Voilà un sondage qui en dit long sur l'état d'esprit actuel des chefs d'entreprise. A quelques jours du premier tour des législatives anticipées, la « stabilité politique » et « le maintien de la paix civile » ont fait irruption dans leurs préoccupations, selon un sondage de la CPME réalisé entre le 20 et le 24 juin 2024. Avant même qu'Emmanuel Macron n'agite le risque d'une « guerre civile » en cas de victoire des extrêmes, la question du climat social au lendemain du deuxième tour du scrutin a été posée par l'organisation patronale.

Sur les 1.066 patrons de PME et TPE qui ont répondu à l'enquête, plus d'un tiers (35 %) jugent que la stabilité politique sera un « sujet prioritaire » au cours des prochains mois, et le « maintien de la paix civile » arrive juste derrière (29 %). « Les chefs d'entreprise sont pétris de bon sens. Ils savent que leur activité peut être percutée par la situation actuelle.
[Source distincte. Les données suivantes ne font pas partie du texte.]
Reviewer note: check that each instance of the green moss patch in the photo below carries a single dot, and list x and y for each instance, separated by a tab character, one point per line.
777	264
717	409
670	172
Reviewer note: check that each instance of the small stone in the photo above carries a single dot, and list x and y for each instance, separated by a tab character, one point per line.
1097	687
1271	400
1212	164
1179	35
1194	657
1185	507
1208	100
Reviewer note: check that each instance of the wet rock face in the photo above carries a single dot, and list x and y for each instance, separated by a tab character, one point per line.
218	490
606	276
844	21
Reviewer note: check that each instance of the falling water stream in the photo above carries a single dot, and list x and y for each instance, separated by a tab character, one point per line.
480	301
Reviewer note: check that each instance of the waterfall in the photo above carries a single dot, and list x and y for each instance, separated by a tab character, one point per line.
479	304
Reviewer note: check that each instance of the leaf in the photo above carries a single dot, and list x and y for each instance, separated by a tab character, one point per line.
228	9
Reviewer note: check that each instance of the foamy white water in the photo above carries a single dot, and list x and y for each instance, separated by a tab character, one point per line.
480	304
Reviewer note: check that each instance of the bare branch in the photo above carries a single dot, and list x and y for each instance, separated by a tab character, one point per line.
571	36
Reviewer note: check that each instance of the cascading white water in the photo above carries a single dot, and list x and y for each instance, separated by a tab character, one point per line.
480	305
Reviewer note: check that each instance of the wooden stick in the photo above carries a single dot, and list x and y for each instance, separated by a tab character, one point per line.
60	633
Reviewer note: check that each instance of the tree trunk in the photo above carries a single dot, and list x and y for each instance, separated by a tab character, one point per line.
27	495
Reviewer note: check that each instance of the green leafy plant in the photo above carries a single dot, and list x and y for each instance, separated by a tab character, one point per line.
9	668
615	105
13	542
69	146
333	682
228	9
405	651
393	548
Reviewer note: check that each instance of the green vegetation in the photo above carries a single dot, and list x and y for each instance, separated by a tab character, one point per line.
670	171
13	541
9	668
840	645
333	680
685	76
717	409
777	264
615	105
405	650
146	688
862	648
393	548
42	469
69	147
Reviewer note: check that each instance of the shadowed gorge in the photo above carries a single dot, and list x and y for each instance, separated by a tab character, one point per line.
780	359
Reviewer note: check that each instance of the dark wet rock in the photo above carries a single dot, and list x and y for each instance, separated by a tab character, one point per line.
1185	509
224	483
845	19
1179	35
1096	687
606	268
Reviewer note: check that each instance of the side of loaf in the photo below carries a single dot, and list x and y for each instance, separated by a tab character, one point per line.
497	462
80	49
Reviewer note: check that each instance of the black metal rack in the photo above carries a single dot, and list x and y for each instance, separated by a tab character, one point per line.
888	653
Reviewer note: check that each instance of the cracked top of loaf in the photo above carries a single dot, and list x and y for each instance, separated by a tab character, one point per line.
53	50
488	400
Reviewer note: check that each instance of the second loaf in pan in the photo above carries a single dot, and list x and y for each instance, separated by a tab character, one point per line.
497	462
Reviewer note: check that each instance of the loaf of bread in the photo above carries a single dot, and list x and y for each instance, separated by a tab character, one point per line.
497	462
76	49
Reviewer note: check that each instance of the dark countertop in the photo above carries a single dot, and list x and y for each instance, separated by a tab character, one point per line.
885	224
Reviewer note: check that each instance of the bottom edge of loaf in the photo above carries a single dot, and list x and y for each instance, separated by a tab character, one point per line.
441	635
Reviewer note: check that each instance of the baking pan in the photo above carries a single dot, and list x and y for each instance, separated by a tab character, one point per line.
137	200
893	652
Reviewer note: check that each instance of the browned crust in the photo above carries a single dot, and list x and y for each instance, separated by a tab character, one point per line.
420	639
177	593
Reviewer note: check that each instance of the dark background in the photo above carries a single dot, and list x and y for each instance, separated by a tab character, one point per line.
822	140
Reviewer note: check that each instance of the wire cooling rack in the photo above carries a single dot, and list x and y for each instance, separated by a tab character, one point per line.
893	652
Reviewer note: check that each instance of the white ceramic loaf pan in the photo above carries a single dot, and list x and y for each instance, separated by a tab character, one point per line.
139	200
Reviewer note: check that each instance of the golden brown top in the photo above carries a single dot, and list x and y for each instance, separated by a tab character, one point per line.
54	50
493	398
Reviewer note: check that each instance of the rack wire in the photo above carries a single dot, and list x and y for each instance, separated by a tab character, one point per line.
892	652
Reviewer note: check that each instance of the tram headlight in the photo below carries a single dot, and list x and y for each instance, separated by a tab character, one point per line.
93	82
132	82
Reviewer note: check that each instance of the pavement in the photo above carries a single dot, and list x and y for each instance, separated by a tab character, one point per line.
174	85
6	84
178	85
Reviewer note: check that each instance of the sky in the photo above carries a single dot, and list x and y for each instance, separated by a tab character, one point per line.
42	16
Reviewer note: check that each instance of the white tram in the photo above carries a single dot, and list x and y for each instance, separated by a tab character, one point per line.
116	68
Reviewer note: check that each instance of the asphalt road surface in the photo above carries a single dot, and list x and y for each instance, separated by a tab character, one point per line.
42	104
Toute instabilité du paysage inquiète ceux qui doivent aller chercher des commandes », observe François Asselin, le président de la CPME. Pour 47 % des répondants - soit un niveau très élevé, souligne-t-il -, la baisse de l'activité au cours des mois à venir reste néanmoins la première crainte exprimée, avant l'hypothèse d'une nouvelle crise politique et sociale.

Opposés au SMIC à 1.600 euros net

Ces derniers jours, leur inquiétude va en réalité bien au-delà de leur seule entreprise. Face aux promesses coûteuses avancées par les principales formations en lice, les dirigeants s'alarment aussi d'une hausse de la dépense publique. Plus des trois quarts d'entre eux (78 %) considèrent aujourd'hui qu'elle pourrait conduire le pays à la faillite et à sa mise sous tutelle du FMI.Au vu des réponses, le scénario d'une victoire du Nouveau Front populaire est clairement celui qui effraie le plus les chefs d'entreprise. Au cas où l'alliance des gauches obtiendrait une majorité de sièges, 58 % des répondants prévoient de reporter leurs projets d'investissement ou de recrutement. Le Rassemblement national ne parvient pas non plus à vraiment rassurer : un gros tiers des chefs d'entreprise (36 %) indiquent également qu'ils différeront embauches et investissements s'il décroche une majorité à l'Assemblée nationale. En revanche, seuls 12 % des patrons prévoient de changer leurs projets dans le cas où le camp de la majorité présidentielle l'emporte.

Sondés sur les programmes économiques des candidats, les chefs d'entreprise pointent notamment les effets négatifs qui résulteraient d'une revalorisation du SMIC à 1.600 euros net comme l'annonce le Nouveau Front populaire. La moitié d'entre eux estiment qu'ils devront augmenter leurs prix de vente pour éviter d'avoir à couper dans les effectifs. Plus d'un quart des répondants (27 %) assurent toutefois qu'ils n'auraient d'autre choix que de licencier, et 14 % affirment qu'ils cesseraient leur activité.

En réalité, sur la politique salariale à mener, les dirigeants de PME et TPE sont divisés. La moitié dit être favorable à une indexation des salaires sur l'inflation. « J'ai été surpris », avoue François Asselin qui, lui, reconnaît y être hostile. « Les entreprises n'auront d'autre choix que d'augmenter les prix. C'est mettre le doigt dans un engrenage dangereux où tout le monde risque de sortir perdant », justifie-t-il.

L'avenir de l'assurancechômage divise

Les patrons ne sont pas alignés non plus sur le sort à réserver à la réforme de l'assurance-chômage. Là encore, une moitié des répondants estiment qu'il faudrait revenir sur ce texte qui durcit l'accès à une indemnisation, tandis que l'autre moitié le soutient.

Le sujet des retraites est un peu plus consensuel chez les chefs d'entreprise. Pour 65 % d'entre eux, revenir sur l'âge minimal de départ fixé à 64 ans par la dernière réforme serait « irréaliste dans l'état actuel des finances publiques », et 16 % pensent même qu'il faudrait travailler plus longtemps encore. Seuls 18 % des patrons soutiennent une abrogation du texte comme s'y engagent l'union des gauches et le Rassemblement national.